Audio Preprocessing and Transcription

Audio is an invaluable but messy source of data. From podcast episodes to recorded meetings, the goal of audio RAG is to make the "spoken word" searchable and linkable back to the exact second it was said.

Audio Cleaning and Normalization

Raw audio often has "hiss", background noise, or variable volume levels.

Key Steps

Denoising: Use libraries like noisereduce to strip background static.
Normalizing: Adjust the volume to a consistent level across files.
Resampling: Convert to a standard sample rate (e.g., 1 6kHz) required by models like OpenAI Whisper.

import librosa
import soundfile as sf

def clean_audio(input_file, output_file):
    y, sr = librosa.load(input_file, sr=16000)
    # Perform normalization logic here
    sf.write(output_file, y, sr)

Transcription with Whisper

Whisper (by OpenAI) is the gold standard for open-source transcription.

import whisper

model = whisper.load_model("base")
result = model.transcribe("meeting.mp3")
print(result["text"])

Advanced Whisper Features

Timestamps: Essential for linking search hits to the video/audio player.
Language Detection: Automatically identifying the spoken language.
Translation: Transcribing from Spanish to English in a single step.

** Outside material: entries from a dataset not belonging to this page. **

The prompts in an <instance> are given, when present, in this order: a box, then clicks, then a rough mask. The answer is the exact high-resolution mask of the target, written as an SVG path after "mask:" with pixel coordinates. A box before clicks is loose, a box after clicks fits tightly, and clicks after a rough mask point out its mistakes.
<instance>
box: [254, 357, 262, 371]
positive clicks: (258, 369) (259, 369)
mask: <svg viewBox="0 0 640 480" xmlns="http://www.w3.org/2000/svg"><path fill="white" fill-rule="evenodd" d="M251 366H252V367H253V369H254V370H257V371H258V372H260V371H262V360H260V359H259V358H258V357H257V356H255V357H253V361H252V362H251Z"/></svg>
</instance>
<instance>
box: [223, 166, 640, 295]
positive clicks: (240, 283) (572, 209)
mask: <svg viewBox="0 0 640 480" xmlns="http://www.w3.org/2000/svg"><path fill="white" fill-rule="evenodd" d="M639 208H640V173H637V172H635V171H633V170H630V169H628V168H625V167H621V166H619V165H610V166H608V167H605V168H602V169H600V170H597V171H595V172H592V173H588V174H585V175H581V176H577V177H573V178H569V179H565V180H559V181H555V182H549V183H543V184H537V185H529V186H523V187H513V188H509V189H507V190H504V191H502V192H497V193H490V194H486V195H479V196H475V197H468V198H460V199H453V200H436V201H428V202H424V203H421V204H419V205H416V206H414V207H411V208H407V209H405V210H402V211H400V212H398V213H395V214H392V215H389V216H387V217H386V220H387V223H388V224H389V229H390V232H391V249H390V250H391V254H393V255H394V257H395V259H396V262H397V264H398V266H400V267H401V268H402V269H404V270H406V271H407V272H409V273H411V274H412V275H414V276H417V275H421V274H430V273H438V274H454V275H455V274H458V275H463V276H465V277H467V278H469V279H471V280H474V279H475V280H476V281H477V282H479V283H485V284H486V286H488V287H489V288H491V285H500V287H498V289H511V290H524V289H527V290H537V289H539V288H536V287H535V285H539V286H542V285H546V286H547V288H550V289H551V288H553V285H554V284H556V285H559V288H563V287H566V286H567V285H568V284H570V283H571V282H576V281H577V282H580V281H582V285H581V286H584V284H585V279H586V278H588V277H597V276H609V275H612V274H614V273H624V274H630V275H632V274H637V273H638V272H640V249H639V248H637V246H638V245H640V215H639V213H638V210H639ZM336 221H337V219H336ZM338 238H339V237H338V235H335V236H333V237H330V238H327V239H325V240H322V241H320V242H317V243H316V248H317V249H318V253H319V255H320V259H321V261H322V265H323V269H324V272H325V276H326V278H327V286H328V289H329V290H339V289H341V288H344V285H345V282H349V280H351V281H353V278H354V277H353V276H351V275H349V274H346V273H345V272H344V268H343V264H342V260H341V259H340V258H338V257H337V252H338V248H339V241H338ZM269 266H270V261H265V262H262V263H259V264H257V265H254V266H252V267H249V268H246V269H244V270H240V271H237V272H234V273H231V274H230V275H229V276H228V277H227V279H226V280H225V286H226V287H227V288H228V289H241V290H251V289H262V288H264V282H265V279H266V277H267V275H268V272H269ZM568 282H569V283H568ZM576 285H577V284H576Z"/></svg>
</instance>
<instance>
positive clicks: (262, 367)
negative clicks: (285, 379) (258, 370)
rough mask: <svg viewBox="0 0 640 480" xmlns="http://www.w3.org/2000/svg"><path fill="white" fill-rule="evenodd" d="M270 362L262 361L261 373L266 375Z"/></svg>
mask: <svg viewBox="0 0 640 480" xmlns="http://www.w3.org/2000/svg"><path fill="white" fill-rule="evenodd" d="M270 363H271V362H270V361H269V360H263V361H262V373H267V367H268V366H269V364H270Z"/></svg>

Diarization: "Who Spoke When?"

In a meeting, it's not enough to know what was said. You need to know who said it. Speaker Diarization labels text with speaker IDs (e.g., "Speaker A", "Speaker B").

Creating Searchable Audio Chunks

Unlike text sections, audio chunks are defined by time.

Fixed-Time Window: Every 30 seconds.
Semantic Window: Break at pauses or speaker changes.

Exercises

Record 10 seconds of audio with background noise (like a fan).
Use the Python whisper library to transcribe it.
How much did the noise affect the accuracy?